# 294edo

← 293edo | 294edo | 295edo → |

^{2}**294 equal divisions of the octave** (abbreviated **294edo** or **294ed2**), also called **294-tone equal temperament** (**294tet**) or **294 equal temperament** (**294et**) when viewed under a regular temperament perspective, is the tuning system that divides the octave into 294 equal parts of about 4.08 ¢ each. Each step represents a frequency ratio of 2^{1/294}, or the 294th root of 2.

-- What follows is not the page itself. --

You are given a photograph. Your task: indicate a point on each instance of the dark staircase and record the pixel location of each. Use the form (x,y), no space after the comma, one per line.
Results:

294edo has a very accurate fifth inherited from 147edo, only 0.086 cents sharp, but it has a 5/4 which is 1.441 cents sharp and a 7/4 which is 1.479 cents flat, so that 7/5 is 2.920 cents flat, rendering it inconsistent in the 7-odd-limit.

In the 5-limit the equal temperament tempers out 393216/390625, the würschmidt comma, and [54 -37 2⟩, the monzisma. The patent val tempers out 10976/10935, the hemimage comma, and 50421/50000, the trimyna comma, and supplies the optimal patent val for trimyna temperament, as well as its 11-limit extension, and also supplies the optimal patent val for the rank-4 temperament tempering out 3773/3750. The 294d val tempers out 16875/16807 and 19683/19600 instead, supporting mirkat, whereas 294c tempers out 126/125 and 1029/1024, supporting valentine.

### Prime harmonics

Harmonic | 2 | 3 | 5 | 7 | 11 | 13 | 17 | 19 | 23 | 29 | 31 | |
---|---|---|---|---|---|---|---|---|---|---|---|---|

Error | Absolute (¢) | +0.00 | +0.09 | +1.44 | -1.48 | -0.30 | +0.29 | +1.17 | +0.45 | +0.30 | -1.01 | +1.90 |

Relative (%) | +0.0 | +2.1 | +35.3 | -36.2 | -7.3 | +7.1 | +28.6 | +10.9 | +7.3 | -24.6 | +46.6 | |

Steps (reduced) |
294 (0) |
466 (172) |
683 (95) |
825 (237) |
1017 (135) |
1088 (206) |
1202 (26) |
1249 (73) |
1330 (154) |
1428 (252) |
1457 (281) |

### Subsets and supersets

Since 294 factors into 2 × 3 × 49, 294edo has 2, 3, 6, 7, 14, 21, 42, 49, 98, and 147 as its subsets.